With UFC 100 a week away on July 11, I decided to look back at what got the UFC to this point. Here is my take on what I believe are the 10 most significant fights in UFC history, helping the company become what it is today.

1. Stephan Bonner vs. Forrest Griffin – Ultimate Fighter Finale 1: This fight was not only the most memorable fight to watch, but may also be the fight that really pushed the UFC into the next level of mainstream popularity. Following the debut season of The Ultimate Fighter, a show which UFC President Dana White and co-owners Frank and Lorenzo Fertitta funded out of their own pocket, the finale took place live on Spike TV, which was airing live fights for the first time in the history of cable television. The UFC knew it needed something big to happen to not only keep a cable television deal, but earn future advertisers, and also prolong its reality show for future seasons. Bonner vs. Griffin delivered just that. The two fought to the very end and both were so even, it was impossible to decide a clear winner for most fans. The fight at one point drew 10 million viewers, which was just what the UFC needed. The back-and-forth, non-stopped action gave the UFC an identity to fans that had never seen it before and got the ball rolling that has allowed the UFC to snowball into what it is today.
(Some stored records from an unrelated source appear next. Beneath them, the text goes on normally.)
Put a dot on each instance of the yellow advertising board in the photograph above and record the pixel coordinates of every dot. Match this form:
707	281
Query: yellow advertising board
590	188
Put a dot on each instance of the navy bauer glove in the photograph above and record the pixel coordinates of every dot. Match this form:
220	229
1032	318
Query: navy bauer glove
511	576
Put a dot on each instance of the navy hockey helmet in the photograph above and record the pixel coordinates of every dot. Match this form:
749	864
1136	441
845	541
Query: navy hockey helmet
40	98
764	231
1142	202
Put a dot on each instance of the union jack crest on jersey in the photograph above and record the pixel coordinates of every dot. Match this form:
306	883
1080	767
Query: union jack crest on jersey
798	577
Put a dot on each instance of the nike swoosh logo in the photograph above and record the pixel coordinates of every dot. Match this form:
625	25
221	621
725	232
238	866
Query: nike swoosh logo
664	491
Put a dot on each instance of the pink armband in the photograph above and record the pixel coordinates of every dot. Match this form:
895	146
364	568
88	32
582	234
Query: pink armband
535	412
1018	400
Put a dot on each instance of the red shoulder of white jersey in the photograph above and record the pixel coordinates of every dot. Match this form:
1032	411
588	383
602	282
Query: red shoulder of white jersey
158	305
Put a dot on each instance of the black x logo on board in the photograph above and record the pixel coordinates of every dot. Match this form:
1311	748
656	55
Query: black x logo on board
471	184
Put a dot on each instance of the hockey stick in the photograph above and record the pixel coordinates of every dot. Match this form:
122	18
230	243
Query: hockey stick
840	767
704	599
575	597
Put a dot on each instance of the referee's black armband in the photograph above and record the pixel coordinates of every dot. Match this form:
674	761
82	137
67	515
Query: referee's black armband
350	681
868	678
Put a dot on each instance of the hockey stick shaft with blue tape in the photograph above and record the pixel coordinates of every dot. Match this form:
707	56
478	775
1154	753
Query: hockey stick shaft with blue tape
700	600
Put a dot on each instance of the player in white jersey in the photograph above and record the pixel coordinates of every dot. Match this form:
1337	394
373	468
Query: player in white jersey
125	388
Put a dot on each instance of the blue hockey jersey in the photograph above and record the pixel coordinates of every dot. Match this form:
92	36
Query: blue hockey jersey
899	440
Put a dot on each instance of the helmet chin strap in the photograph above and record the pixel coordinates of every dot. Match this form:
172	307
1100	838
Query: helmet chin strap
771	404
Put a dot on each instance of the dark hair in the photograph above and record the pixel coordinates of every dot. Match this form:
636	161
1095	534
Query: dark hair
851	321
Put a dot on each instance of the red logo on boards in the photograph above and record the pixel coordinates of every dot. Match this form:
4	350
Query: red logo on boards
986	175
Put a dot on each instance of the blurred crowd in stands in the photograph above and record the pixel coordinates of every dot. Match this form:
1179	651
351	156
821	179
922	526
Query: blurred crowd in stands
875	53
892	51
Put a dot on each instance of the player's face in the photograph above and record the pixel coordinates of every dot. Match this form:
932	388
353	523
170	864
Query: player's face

2. Chuck Liddell vs. Randy Couture 2 – UFC 52: Just a weeks after the Griffin-Bonner classic, the UFC followed up with The Ultimate Fighter coaches facing off for the light-heavyweight title. The PPV drew in more fans than ever before due to the success of the reality show and the finale, and the knockout win for Liddell pushed him into being the face of the organization. Liddell’s success would lead to new sponsorship for fighters, making him the first U.S. based millionaire in MMA and begin a new trend for fighters earning money outside the octagon. Liddell would also earn television roles, movie roles, a book deal, and land the cover of ESPN The Magazine during his reign as UFC champion.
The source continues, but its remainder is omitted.